The final application of the evening was BMJR REALTY, LLC of 162 Van Riper Avenue, which proposed a fourteen-unit, two-bedroom apartment building on what is currently a vacant lot. Originally intended to be a twenty-unit building, attorney Dominic Iannarella explained, the application would have required a variance for not providing adequate parking. After becoming aware of the street’s parking situation, the original plan was revised to fourteen units, eliminating the need for a parking variance and eliminating any burdens the original plans would have brought to the streets.

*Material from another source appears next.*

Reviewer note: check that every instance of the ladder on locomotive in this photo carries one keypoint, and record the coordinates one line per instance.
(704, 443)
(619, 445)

With this wrapped up, the owner, Hugo Rodriguez, was guided by Iannarella through a slew of questions addressing garbage policy, emergency calls and repairs, parking, and more. With no questions from the BOA, the operation’s architect, Tomasz Bona, stepped forward.
The apartment would consist of a footprint of 9,700 square feet with two stories atop a parking level and seven apartments on each floor. Recycling operations, package delivery, and residential entry and departure from the building would all be centered facing Seger Avenue; these orientations towards Seger are intentional, as the Seger side of the building is more industrial when compared to the more residential Van Riper side.
After handing out an exhibit to the board, Planner Michael Pessalano began his testimony. He covered his observations of the surrounding area, stating how he had gone door to door informing the community of the building’s proposed construction. An apartment building did not break zoning ordinances, he said. A major reason in support of the construction, Pessalano mentioned, was that it would change the current Van Riper residential buildings to face another residential building instead of the drab industrial buildings they have to face currently. It would “harmonize the space,” bringing a uniform and kept structure to an ugly, “hodge-podge” lot.
In the attorney’s brief conclusion, he acknowledged the many variances this application called for and stressed that the building would be “self-contained; that we're not burdening the neighborhood, and thereby by we aren't creating [any] detriment.” Zecchino next motioned to approve, commending the operation’s steller judgment in reducing the units and alleviating parking concerns. Molner seconded the motion, followed by the swift granting of the application.
A number of other applications were approved during this meeting, including a proposed deck, additional story constructions and garage modifications, and a new covered rear patio. Two applications were denied because the BOA found no compelling reason to offer a variance, and one was dismissed without prejudice. You can read about all of these in the agenda HERE and watch the recorded meeting HERE. The next Clifton Zoning Board of Adjustment meeting will be on November 1, 2023, at 7 p.m. at City Hall.